To Geoff and Dawn for organising and running the reatreat – you two work immensely hard not only on Asylum Ghost Tours but Cohesion Press as well. You two rock. (Special shout out to Mandy and Leah for all they did over the five days as well.)

Now I’m going to list the writers at the retreat – they are an amazing bunch and you really should be reading their work. They’re incredible and diverse storytellers, and there should be something in here for everyone.

Kylie Chan

Devin Madson

Marty Young

Andrew McKiernan

David Schembri

Fiona Shearer.

And for all those writers out there, find a retreat, a place that evokes inspiration and puts you around others who not only share your passion to create, but will encourage and badger you to do so.

Whispers in the Void

A couple of months ago, Mark Lawrence launched this year’s Battle of the Bards competition ‒ write a flash fiction piece (300 words or fewer), for a chance to win signed books from some of the giants in the grimdark/fantasy genre.

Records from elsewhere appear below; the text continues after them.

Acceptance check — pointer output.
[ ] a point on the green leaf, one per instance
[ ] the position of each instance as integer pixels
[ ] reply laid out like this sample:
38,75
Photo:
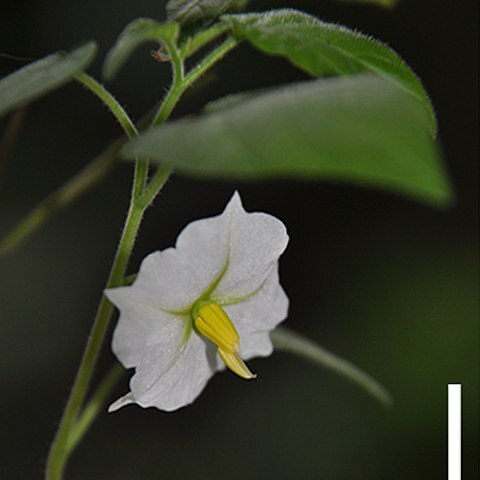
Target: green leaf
43,76
358,129
191,11
326,49
139,31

My friend, Devin Madson, won that comp with her incredible piece ‒ Between Lanterns and Corpses. It’s a brilliant story, and I was so chuffed she’d won. You can read it here, along with the short-listed entries. For those familiar with Devin’s work, this story is set within her Vengeance trilogy universe, and this post explains the origin of the winning flash piece. You should be reading her work, she’s quite the storyteller!

I, too, gave the competition a whirl, but alas, no free books. While a ‘loss’ in the literal form, it was a win in the time-to-write column. Yes, it’s only 300 words (good words, I think), but it was more the act of creativity that soothed my soul ‒ that’s always a win.

The story I wrote has also brought into sharper focus one of the characters of my WiP, so I’ve gained another win (two ticks in the win column ‒ I’m on a roll!). Writing tight forces those essential traits, the… trueness of a character and lets the world see it.

So, if you’ve read this far, then perhaps you can read another three hundred words.

Whispers in the Void

Wren knew this wasn’t the last of the dead they would stitch beneath her skin. This night the soothsayer would be forged into the finest jewel, and Wren would carry that hateful woman for all time. Already the sickly-sweet scent of roasting flesh clogged her throat.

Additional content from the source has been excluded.